Leipzig zerlegt hoffenheim 5:0 und schiebt sich auf platz drei

Was für ein Abend, was für ein Statement. RB Leipzig hat TSG Hoffenheim am Freitagabend nicht einfach nur geschlagen – die Sachsen haben sie pulverisiert. 5:0 (4:0) lautet der Befund nach 90 Minuten, in denen Brajan Gruda und Christoph Baumgartner je doppelt trafen und Benjamin Henrichs den Schlusspunkt setzte.
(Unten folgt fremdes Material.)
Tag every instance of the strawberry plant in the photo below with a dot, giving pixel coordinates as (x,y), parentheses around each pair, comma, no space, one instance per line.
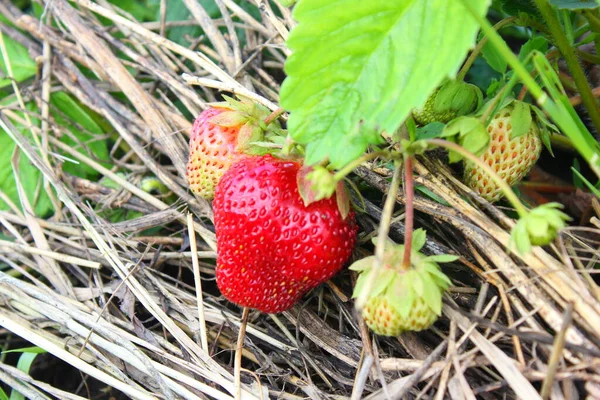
(266,199)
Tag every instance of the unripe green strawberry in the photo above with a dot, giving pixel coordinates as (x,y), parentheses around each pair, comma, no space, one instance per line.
(449,101)
(383,319)
(401,298)
(514,148)
(221,135)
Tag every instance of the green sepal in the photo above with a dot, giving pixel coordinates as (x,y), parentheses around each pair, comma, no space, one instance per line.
(432,295)
(401,297)
(519,239)
(545,127)
(413,279)
(538,228)
(419,239)
(362,280)
(520,119)
(364,264)
(459,98)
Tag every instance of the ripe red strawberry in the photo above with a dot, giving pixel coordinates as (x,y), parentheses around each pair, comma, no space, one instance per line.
(272,248)
(221,135)
(514,148)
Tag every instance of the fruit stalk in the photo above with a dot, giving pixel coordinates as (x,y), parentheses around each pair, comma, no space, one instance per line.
(475,53)
(237,367)
(562,42)
(409,211)
(382,235)
(510,195)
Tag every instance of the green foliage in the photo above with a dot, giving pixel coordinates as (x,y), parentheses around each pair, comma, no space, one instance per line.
(24,364)
(23,67)
(574,4)
(538,228)
(30,177)
(347,88)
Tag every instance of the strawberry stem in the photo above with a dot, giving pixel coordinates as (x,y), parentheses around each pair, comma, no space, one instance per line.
(382,235)
(508,192)
(237,366)
(408,211)
(341,174)
(273,116)
(475,53)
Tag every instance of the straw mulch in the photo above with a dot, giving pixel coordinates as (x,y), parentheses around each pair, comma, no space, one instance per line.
(140,313)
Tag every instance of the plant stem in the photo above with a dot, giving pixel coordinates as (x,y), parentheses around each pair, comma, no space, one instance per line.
(473,56)
(505,51)
(274,115)
(237,364)
(508,192)
(409,211)
(382,236)
(562,42)
(341,174)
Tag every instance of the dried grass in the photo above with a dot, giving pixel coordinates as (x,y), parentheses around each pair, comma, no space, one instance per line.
(141,315)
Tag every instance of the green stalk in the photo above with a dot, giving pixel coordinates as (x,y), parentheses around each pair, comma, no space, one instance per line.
(341,174)
(562,42)
(409,211)
(506,189)
(473,56)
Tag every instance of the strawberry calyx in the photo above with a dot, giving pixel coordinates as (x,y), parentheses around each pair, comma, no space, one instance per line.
(524,117)
(402,289)
(452,99)
(317,183)
(260,133)
(538,227)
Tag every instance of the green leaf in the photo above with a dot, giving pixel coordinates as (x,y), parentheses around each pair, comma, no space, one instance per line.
(419,239)
(353,73)
(429,193)
(574,4)
(520,119)
(23,67)
(33,349)
(24,364)
(30,177)
(514,7)
(538,43)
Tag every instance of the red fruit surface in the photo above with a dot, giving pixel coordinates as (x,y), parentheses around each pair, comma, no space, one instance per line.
(212,151)
(271,247)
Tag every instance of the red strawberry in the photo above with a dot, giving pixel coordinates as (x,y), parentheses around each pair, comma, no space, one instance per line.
(222,135)
(271,247)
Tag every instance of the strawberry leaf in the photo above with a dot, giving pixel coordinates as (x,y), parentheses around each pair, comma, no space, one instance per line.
(353,73)
(520,119)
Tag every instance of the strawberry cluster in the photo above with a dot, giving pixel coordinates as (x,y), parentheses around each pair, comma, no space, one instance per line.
(273,246)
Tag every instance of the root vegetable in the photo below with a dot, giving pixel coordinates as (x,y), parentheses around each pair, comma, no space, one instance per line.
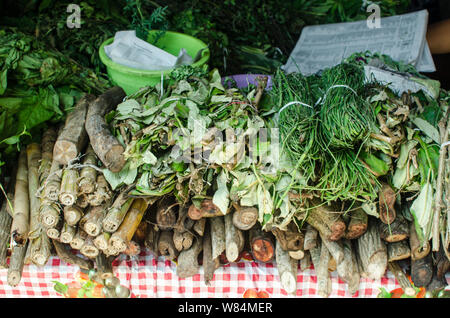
(105,145)
(73,137)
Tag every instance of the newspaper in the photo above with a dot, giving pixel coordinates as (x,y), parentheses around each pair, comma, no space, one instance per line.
(127,49)
(402,37)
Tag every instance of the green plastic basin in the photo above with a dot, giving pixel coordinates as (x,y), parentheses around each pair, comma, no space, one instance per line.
(131,79)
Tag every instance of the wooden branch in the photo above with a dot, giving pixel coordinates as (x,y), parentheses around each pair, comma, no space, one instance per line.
(207,210)
(323,276)
(67,233)
(88,175)
(386,198)
(69,187)
(397,231)
(217,236)
(16,263)
(357,225)
(68,257)
(372,252)
(291,239)
(262,244)
(401,278)
(188,260)
(73,214)
(73,137)
(418,250)
(21,218)
(310,238)
(125,232)
(91,222)
(244,218)
(166,213)
(166,246)
(105,145)
(422,271)
(287,269)
(104,266)
(234,242)
(398,251)
(5,233)
(49,215)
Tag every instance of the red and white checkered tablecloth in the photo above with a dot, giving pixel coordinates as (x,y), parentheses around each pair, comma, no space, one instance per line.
(147,276)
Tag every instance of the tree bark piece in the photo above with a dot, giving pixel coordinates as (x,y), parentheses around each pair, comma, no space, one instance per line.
(386,202)
(119,239)
(92,220)
(68,257)
(73,137)
(104,266)
(287,269)
(16,263)
(67,233)
(188,260)
(166,246)
(372,252)
(207,210)
(234,240)
(105,145)
(73,214)
(357,225)
(69,187)
(397,231)
(217,236)
(422,271)
(398,251)
(418,250)
(291,239)
(21,218)
(262,244)
(401,278)
(244,218)
(310,238)
(88,175)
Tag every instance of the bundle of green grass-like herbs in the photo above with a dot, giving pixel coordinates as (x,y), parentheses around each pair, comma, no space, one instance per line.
(324,122)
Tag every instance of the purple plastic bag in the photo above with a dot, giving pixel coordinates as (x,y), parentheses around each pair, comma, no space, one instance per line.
(243,80)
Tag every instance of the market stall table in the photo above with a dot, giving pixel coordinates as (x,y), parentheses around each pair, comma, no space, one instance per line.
(147,277)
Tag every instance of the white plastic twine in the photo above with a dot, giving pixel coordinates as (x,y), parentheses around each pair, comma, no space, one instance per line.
(324,97)
(293,103)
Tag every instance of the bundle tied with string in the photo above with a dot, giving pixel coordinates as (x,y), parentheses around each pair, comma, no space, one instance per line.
(297,120)
(346,118)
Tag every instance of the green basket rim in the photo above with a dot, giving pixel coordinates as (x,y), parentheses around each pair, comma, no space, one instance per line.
(122,68)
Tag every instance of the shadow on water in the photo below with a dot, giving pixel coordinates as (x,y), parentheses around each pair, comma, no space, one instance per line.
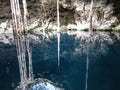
(78,52)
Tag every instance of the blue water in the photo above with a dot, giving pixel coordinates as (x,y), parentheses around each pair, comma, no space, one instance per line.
(104,62)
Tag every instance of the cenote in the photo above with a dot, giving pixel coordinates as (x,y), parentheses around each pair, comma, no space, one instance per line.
(86,63)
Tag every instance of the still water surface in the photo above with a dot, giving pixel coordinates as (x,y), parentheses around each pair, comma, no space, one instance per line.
(102,51)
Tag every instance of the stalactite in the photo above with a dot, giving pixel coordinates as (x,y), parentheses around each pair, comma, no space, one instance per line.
(29,51)
(90,17)
(58,32)
(25,14)
(16,16)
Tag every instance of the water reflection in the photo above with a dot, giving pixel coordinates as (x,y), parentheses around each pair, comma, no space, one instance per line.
(78,52)
(23,45)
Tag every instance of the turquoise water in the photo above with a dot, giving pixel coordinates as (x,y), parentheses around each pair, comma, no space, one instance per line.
(102,52)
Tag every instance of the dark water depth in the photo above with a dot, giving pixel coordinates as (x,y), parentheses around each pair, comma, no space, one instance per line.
(102,51)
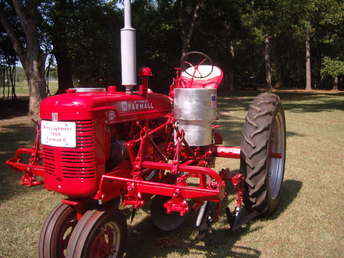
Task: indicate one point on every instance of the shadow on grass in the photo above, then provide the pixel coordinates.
(290, 190)
(292, 101)
(147, 241)
(13, 137)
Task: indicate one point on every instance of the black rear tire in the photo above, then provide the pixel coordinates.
(56, 232)
(264, 134)
(99, 233)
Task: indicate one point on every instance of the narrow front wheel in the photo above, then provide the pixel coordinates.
(56, 232)
(98, 234)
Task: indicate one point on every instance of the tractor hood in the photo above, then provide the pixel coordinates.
(87, 105)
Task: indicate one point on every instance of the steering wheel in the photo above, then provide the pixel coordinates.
(195, 59)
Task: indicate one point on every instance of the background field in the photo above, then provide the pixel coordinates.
(308, 223)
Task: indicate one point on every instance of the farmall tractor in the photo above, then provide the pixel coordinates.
(105, 149)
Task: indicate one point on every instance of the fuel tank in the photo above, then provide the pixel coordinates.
(73, 134)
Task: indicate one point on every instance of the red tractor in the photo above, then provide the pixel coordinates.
(105, 149)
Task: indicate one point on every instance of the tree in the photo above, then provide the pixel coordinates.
(333, 68)
(29, 47)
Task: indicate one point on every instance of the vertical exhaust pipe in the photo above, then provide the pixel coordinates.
(128, 50)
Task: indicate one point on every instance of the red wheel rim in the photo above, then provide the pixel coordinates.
(106, 243)
(65, 234)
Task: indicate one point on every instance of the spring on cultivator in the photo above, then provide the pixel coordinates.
(106, 150)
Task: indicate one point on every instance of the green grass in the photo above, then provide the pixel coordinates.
(308, 223)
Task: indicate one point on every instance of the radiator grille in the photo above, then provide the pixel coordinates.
(79, 162)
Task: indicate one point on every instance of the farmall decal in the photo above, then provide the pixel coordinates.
(136, 105)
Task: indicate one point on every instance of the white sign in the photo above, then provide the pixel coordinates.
(136, 105)
(58, 134)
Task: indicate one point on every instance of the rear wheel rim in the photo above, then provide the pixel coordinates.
(106, 242)
(65, 234)
(277, 146)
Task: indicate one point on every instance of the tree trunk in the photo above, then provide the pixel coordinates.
(187, 34)
(35, 75)
(335, 83)
(267, 57)
(308, 62)
(64, 71)
(29, 52)
(64, 65)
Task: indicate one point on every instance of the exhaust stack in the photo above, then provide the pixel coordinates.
(128, 50)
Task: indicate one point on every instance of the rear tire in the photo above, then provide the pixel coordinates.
(98, 234)
(56, 232)
(263, 133)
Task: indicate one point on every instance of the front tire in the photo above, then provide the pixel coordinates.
(263, 153)
(56, 232)
(98, 234)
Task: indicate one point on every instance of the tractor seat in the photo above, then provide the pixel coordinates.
(212, 79)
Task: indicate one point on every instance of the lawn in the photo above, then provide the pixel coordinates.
(308, 223)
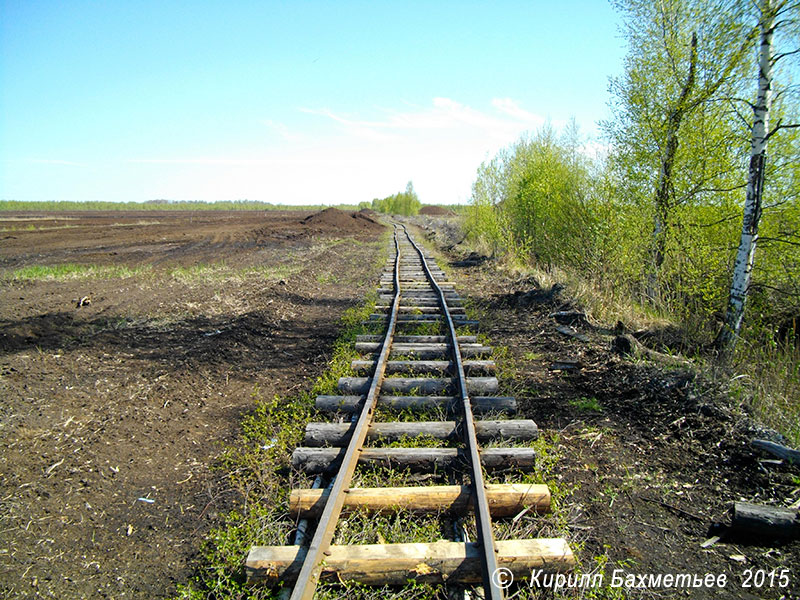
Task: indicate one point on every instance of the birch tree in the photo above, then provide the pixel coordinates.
(773, 14)
(683, 55)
Mit diesem Kantersieg schiebt sich Leipzig zumindest über Nacht auf Rang drei der Bundesliga und verdrängt Hoffenheim aus den Champions-League-Rängen.

Die Zahlen sind gnadenlos: Vier Tore in der ersten halben Stunde, 13:2-Torschüsse zur Pause, 60 Prozent Ballbesitz – und das gegen einen direkten Konkurrenten. „Wir haben die Klinke heute richtig weit aufgestoßen“, sagte Trainer Ole Werner nach Abpfiff. Er hatte seine Mannschaft erst am Wochenende für die mangelhafte Chancenverwertung kritisiert. Die Antwort folgte auf dem Platz.
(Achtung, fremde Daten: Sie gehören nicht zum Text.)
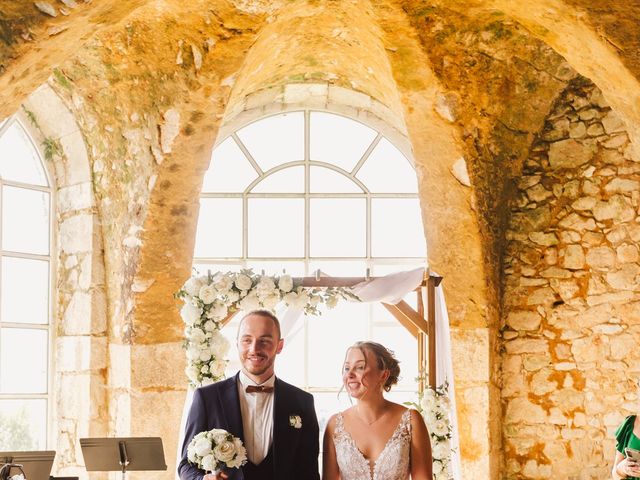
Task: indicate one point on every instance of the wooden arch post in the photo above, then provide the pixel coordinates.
(421, 328)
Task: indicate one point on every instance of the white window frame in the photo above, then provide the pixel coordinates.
(21, 120)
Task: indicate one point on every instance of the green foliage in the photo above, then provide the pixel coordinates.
(62, 80)
(52, 148)
(31, 116)
(15, 433)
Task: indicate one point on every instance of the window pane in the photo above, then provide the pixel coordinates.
(290, 362)
(396, 228)
(25, 220)
(338, 140)
(219, 232)
(203, 268)
(388, 171)
(405, 348)
(276, 227)
(275, 140)
(23, 425)
(25, 290)
(293, 268)
(333, 268)
(19, 160)
(23, 360)
(338, 227)
(289, 180)
(350, 319)
(229, 171)
(325, 180)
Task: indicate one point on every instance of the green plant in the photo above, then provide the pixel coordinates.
(52, 148)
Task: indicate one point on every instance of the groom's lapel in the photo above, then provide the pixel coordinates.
(230, 402)
(284, 435)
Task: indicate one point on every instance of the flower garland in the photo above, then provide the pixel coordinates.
(434, 405)
(209, 299)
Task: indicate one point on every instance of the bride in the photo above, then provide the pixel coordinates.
(375, 439)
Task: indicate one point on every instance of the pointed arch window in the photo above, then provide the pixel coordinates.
(25, 291)
(311, 189)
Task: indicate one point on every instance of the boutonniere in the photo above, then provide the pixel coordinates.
(295, 421)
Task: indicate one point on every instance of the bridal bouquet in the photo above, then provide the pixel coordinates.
(216, 449)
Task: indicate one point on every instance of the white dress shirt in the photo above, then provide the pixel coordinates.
(257, 418)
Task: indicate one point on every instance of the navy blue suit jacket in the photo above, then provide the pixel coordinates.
(295, 450)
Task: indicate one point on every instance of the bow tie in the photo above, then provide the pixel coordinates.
(259, 389)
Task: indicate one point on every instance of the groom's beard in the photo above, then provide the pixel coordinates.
(265, 365)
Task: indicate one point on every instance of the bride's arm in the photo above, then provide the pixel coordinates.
(421, 462)
(330, 469)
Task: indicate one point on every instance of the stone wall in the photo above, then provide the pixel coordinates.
(571, 309)
(79, 398)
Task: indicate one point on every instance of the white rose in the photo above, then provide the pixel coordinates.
(440, 428)
(196, 335)
(192, 373)
(243, 282)
(285, 283)
(192, 286)
(190, 313)
(193, 353)
(224, 451)
(209, 463)
(265, 287)
(429, 418)
(271, 301)
(191, 453)
(250, 302)
(202, 446)
(436, 467)
(207, 294)
(218, 435)
(218, 311)
(217, 368)
(205, 354)
(224, 284)
(290, 298)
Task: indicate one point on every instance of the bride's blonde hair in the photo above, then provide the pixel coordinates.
(385, 360)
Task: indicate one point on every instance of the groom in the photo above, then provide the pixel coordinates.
(276, 421)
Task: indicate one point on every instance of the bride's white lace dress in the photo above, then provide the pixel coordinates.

Gruda und baumgartner demontieren hoffenheimer abwehr

Die Tore fielen wie Dominosteine. Gruda nutzte einen abprallenden Ball zur frühen Führung (17.), Baumgartner köpfte eine David-Raum-Flanke zum 2:0 ein (21.). Dann der Doppelpack innerhalb von neun Minuten: Gruda legt auf, Baumgartner vollstreckt per Volley – 3:0 (30.). Noch vor der Pause schraubte Gruda das Ergebnis mit seinem zweiten Treffer auf 4:0 (44.). Die TSG wirkte wie gelähmt, die Leipziger wie entfesselt.

Hinterher sprach Baumgartner von „dem perfekten Abend“, doch er wusste auch: „Solche Spiele muss man erst mal machen.“ Die Leipziger haben in den letzten Wochen oft dominiert, aber nicht konvertiert. Gegen Hoffenheim fiel die Kelle plötzlich auf den Boden – und traf jedes Mal.

Negativserie der kraichgauer reißt nicht ab

Negativserie der kraichgauer reißt nicht ab

Für Hoffenheim ist die Lage dagegen bedrohlich. Seit acht Pflichtspielen wartet die TSG auf einen Sieg, die letzte Liga-Niederlage datiert vom 1. März. Trainer Christian Ilzer stand sichtlich mitgenommen am Spielfeldrand, seine Mannschaft fand kein Mittel gegen die Leipziger Pressingwelle. Die einzige nennenswerte Chance hatte Grischa Prömel nach der Pause, doch Leipzig-Keeper Maarten Vandevoordt parierte souverän (53.).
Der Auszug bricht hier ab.